Das Hauptproblem ist, dass die Netzwerke und VPN-Zugänge zumeist vom Kunden bzw. externen Netzwerkbetreuern verwaltet werden, und die machen einem das Netz (verständlicherweise) nicht voll auf.

Da ich netzwerkmäßig nicht sehr sattelfest bin, tue ich mir schwer, den Netzwerkbetreuern zu sagen, woran es noch liegen könnte. (sie hätten eh' ein offenes Ohr für mich)

Vielleicht hat jemand einen Rat für mich.

Schönen Faschingsausklang noch und liebe Grüße an alle Forenmitglieder.


----------



## ge_org (5 Februar 2008)

Ich hatte mal Zugriff von ausserhalb auf einen Rechner per VNC im Firmennetzwerk, dieser war mit einem CX1000 verbunden. Habe dann auf diesem Rechner über vnc TwinCat installiert, dann hatte ich Zugriff wie wenn ich direkt am CX1000 gesessen wäre (bißchen zeitverzögert, aber war in Ordnung). Vorteil war, dass immer die aktuelle Software im Haus war (also sprich dort wo der CX1000 war).
mmhm, dieser Text ist verdammt undeutlich formuliert, morgen wäre er besser formuliert worden, aber heute ist nicht morgen, und dass er morgen verständlicher geworden wäre kann ich nur vermuten.

Georg


----------



## trinitaucher (6 Februar 2008)

MarkusP schrieb:


> Ich möchte über VPN auf eine Beckhoff PLC zugreifen. (z.B. CX1020) Obwohl alle (von Beckhoff angegebenen) Ports offen sind, kann keine Verbindung aufgebaut werden. Ich kann zwar nach dem Zielsystem suchen, nach Eingabe der IP-Adresse der PLC scheint diese dann auch auf, jedoch bei <Route hinzufügen> kommt dann immer wieder eine Fehlermeldung. Egal ob als Adresseninfo <Name> oder <IP-Adresse> versucht wird. Wenn man sich dann über Cerhost die PLC anschaut, kann man jedoch sehen, dass der Ferwartungs-PC bereits im AMS-Router eingetragen wurde.

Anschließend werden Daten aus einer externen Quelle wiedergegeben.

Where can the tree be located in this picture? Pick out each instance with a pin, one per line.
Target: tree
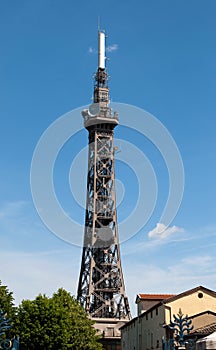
(7, 307)
(7, 301)
(56, 323)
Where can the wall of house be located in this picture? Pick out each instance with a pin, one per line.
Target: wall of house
(191, 304)
(146, 331)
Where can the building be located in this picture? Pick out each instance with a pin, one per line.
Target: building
(150, 331)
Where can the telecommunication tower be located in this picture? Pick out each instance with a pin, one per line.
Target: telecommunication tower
(101, 288)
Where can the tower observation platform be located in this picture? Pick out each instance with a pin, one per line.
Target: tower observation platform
(101, 288)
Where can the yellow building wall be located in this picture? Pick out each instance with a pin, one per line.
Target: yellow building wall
(190, 305)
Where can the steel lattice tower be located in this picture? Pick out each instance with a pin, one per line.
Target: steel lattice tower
(101, 288)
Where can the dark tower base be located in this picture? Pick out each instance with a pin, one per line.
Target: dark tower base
(101, 288)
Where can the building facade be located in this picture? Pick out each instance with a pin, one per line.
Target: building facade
(149, 330)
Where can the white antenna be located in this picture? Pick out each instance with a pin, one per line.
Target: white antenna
(101, 48)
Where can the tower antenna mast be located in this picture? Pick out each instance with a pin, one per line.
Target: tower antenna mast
(101, 288)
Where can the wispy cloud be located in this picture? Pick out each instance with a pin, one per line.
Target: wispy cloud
(162, 231)
(112, 47)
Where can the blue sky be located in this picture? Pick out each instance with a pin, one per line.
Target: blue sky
(162, 59)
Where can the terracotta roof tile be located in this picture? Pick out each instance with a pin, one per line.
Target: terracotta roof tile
(155, 296)
(205, 330)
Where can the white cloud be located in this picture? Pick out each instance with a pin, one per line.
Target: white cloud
(112, 47)
(91, 50)
(28, 274)
(162, 231)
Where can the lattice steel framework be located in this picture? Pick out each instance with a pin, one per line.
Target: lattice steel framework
(101, 288)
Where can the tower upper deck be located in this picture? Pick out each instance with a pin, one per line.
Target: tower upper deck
(100, 112)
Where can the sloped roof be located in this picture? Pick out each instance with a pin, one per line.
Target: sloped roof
(205, 330)
(154, 296)
(190, 291)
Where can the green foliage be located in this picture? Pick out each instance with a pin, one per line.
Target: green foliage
(6, 301)
(56, 323)
(7, 307)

Als IP-Adresse beim suchen des CX wird auch wirklich die VPN-IP-Adresse genutzt? Es können nämlich die ADS-Geräte sowohl auf der IP-Adresse des lokalen Netzwerks, als auch auf der im VPN vergebenen IP antworten!!! Beim VPN müssen also bei PC und bei CX die VPN-IPs als Route eingetragen sein.

Es gibt eine Möglichkeit, die Routeneinträge über die Windows-Registry zu kontrollieren. Schau mal hier:
http://infosys.beckhoff.com/index.p...moteaccess_sample_adsroutingviagatewaypc.html
Du kannst die Routen auch komplett über die Registry eintragen.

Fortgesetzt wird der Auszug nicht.